When I asked my mother if my grandmother ever spoke to her about sex and sexuality, the answer came as a straight no. Her godmother was Femina. It was the August or September issue of Femina published in 1983 that was an eye opener for her that spoke volumes about sex, not just as an act but as an experience. We may have moved beyond Femina to a plethora of options, with access to internet and a range of magazines, but the space for any dialogue when it comes to sexuality, remains miniscule.

TARSHI 1

While growing up many of us have laughed over the snippets from Dr. Mahinder Watsa’s column, Ask The Sexpert, featured in the Mumbai Mirror. The fact that such snippets continue to circulate on the internet even today is proof enough that there is so much misinformation out there that needs clarity. Sexuality is a word so diverse in itself and an aspect that is so dynamic and integral to our lives, that a session or two on sexuality in schools or in homes, cannot do justice to it.

Tarshi 2

A few snippets from ‘sex expert’ columns will give you an insight enough into the kind of anxieties, pressures and doubts people experience with regard to sexuality. Some of the snippets given below on anxieties around nightfall, erection, penis size and male masturbation, reflect the effect of misinformation and myths. Girls may still receive a talk on menstruation by the school or by parents (even if inadequate), boys, on the other hand, are seldom spoken to regarding changes happening in their bodies at the time of puberty. The only discussion I remember having at school was in an auditorium full of girls, (with curtains drawn) on how life changing menstruation is going to be. Moreover, the discussions around sexual attraction and changes in the body were strictly hetero-normative. I did not know what ‘nightfall’ was till I was 20!

TARSHI 3

TARSHI 4

There is lack of conversation around issues like nocturnal emission, erections, etc. This further ties in with patriarchal pressures of upholding ‘masculinity’ that men experience, which keeps them from talking about these issues and leaves many of them embarrassed and confused. If only sexuality education is provided at home or in educational institutions, men may start to question the constant pressure of meeting the ideals of ‘masculinity’ and the risk of being referred to as ‘not man enough’.

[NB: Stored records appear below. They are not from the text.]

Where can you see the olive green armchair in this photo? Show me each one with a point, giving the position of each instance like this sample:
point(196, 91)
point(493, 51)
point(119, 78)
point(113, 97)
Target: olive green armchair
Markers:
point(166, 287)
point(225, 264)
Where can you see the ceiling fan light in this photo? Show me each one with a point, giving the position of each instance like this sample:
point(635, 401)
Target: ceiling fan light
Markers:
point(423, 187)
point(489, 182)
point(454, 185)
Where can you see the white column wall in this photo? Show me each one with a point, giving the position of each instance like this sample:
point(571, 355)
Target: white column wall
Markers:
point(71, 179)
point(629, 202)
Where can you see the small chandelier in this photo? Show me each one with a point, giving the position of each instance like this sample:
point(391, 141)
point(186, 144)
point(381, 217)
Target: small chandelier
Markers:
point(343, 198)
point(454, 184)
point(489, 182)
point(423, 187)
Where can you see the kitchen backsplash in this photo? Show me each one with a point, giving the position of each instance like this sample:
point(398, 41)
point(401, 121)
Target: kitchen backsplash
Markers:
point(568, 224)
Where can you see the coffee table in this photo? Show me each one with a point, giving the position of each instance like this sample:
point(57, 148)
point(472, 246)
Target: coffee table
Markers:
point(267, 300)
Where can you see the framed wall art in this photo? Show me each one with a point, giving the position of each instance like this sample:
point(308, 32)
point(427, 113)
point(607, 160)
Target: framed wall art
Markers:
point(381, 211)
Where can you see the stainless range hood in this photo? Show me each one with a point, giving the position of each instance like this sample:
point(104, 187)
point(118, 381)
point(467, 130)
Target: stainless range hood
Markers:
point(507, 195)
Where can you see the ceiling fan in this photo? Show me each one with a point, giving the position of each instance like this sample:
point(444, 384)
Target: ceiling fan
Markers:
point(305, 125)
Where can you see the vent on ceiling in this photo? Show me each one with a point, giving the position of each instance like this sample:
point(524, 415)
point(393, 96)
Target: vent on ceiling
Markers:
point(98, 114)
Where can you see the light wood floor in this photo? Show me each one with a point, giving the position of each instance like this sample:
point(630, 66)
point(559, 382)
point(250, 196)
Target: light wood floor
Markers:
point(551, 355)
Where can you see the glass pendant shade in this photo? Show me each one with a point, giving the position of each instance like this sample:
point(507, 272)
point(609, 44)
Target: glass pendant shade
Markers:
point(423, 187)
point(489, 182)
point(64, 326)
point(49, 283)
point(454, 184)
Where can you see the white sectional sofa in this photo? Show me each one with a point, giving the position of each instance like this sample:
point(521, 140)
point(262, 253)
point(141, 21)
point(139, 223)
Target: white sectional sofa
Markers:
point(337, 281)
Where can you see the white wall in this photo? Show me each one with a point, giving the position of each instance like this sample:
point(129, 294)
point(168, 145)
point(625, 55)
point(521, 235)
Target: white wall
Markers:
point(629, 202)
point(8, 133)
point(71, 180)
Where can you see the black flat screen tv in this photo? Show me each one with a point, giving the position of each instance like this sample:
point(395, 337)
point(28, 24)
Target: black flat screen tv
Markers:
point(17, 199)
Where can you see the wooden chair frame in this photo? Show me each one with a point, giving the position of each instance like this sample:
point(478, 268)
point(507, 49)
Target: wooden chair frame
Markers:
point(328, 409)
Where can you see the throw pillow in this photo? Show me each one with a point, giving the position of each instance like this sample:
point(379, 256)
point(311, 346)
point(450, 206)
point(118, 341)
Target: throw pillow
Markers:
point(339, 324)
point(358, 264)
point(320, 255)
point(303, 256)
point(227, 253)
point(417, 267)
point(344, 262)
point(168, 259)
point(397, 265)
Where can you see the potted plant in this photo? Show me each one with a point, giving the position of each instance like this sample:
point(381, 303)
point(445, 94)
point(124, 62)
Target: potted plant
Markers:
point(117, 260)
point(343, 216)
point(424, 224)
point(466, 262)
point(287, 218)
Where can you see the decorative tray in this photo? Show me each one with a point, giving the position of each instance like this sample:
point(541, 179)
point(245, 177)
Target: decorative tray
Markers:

The anxieties around marriage are unaddressed too, by the assumption that ‘go-with-the-flow’ is the best way to learn and avoid any uncomfortable conversation. There is a need to replace the ‘crash course’ on sex that is usually imparted a few nights before the wedding with sexuality education that caters to the unaddressed anxieties around consent, conception, contraception and right over one’s own body.

TARSHI 8

 

It is time we looked at these questions as a reflection of how we have created norms around something as vibrant and subjective as sexuality. The need for answers clearly highlights the pressure people feel to get things ‘right’. The ‘right’ that is so elusive and subjective, that time and again it gets pushed into categories of ‘yes, no and maybe’. On one hand, we are surrounded by sources aplenty to seek answers from, but if they all fit perfectly in the jigsaw of sexuality is what we need to answer. While a medium that exists as a weekly column in the newspaper or a forum on the internet at least creates a space for conversations on sexuality; but the lack of information reflected on the these mediums clearly highlights that sexuality education is indeed required to join the dots.

Information alone is not enough. Sexuality needs to be celebrated and spoken of without check-lists and certainly without shame. The education around it needs to be relevant to emotional and social development of individuals and their relationships.